In brief: “In 1947, I began my journey…” That’s when Stingo moves from Virginia to New York to unlock his land-locked spirit and write a novel. He finds an apartment on the second floor of Yetta Zimmerman’s pink house in Brooklyn. The first time he meets his third floor neighbors, Sophie and Nathan, is when he hears a bitter argument in the stairwell. “I need you like a case of anthrax,” Nathan shouts at her. His verbal venom is so abusive, it’s shocking. “Go back to Cracow,” he screams. Later a tearful yet stunningly beautiful Sophie tells Stingo, “That’s not the way he really is.” But Stingo can’t believe anyone can be so cruel. As they talk, Stingo catches a glimpse of the number from Auschwitz tattooed on her arm. When Stingo apologizes for the typing noise late at night, Sophie tells him in broken English that it’s comforting… it reminds her of her father who typed many scholarly papers. Her father was “such a good man, striving to save people who were persecuted… a civilized man in an uncivilized time.”

When Nathan returns he’s amazingly exuberant, and his joy is contagious. Sophie tells Stingo that the three of them will become the best of friends, and she’s right. Sophie loves to tell about how Nathan saved her when she fainted in the library. And after nursing her back to health, they discover each other’s love of literature, among other things. Yet, there’s something dark about Nathan. Sophie worries when he’s out late, and confides in Stingo. Nathan is obsessed with the Nazis. “You don’t know what he might do,” she tells Stingo. Later in an angry rage, Nathan screams, “Do you ever wonder why Sophie was one of the people who lived while millions died?” In fact, Stingo has been trying to learn more about Sophie’s past, but Sophie can’t talk it.

By this time, it’s obvious to us... even if Stingo can’t admit it… that Sophie and Nathan have an inexplicable bond. Stingo doesn’t understand it… but he so wants to. He’s driven to learn the truth about Sophie.
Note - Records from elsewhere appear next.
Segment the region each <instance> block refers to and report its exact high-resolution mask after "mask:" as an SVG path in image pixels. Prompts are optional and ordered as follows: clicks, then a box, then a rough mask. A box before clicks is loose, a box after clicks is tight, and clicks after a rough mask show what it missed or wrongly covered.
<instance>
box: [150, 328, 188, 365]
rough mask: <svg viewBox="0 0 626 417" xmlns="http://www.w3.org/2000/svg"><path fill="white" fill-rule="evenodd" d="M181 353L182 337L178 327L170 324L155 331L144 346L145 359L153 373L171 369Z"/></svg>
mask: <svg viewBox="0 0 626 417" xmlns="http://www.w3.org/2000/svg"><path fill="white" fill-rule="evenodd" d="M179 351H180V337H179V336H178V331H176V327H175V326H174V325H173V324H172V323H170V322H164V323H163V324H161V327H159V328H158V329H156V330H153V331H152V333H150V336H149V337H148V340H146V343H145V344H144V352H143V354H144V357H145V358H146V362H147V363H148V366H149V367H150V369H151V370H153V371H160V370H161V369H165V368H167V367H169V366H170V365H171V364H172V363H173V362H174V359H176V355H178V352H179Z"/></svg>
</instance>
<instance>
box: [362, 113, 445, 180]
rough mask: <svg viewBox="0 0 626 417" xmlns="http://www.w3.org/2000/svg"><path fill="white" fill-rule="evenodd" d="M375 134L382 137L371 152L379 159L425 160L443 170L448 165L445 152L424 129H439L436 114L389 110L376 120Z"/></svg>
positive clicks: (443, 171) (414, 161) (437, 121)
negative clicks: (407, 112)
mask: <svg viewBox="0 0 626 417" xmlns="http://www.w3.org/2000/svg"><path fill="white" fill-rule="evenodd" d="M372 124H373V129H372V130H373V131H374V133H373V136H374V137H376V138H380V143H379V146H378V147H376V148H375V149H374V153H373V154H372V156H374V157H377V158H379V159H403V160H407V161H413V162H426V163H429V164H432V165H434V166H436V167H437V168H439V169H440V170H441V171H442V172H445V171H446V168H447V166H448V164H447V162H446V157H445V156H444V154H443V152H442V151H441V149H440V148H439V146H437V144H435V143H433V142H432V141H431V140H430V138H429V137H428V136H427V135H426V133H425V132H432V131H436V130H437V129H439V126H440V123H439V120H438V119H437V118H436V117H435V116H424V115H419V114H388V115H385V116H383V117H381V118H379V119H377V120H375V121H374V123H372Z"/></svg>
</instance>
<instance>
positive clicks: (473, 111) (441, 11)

In this amazingly beautiful and well-crafted film, we’re taken deeper and deeper into the horrors of the holocaust as well as the personal horrors of one of its survivors. Stingo becomes our eyes and ears, coming from the perspective of a total innocent. Nothing about Sophie… or Nathan, for that matter… is as it appears. And nothing can undo what has happened. Sophie warns Stingo, “Knowing the truth doesn’t make it easier to understand.”

popcorn rating

4 popped kernels

A masterful telling of an important and powerful story.. well worth watching again.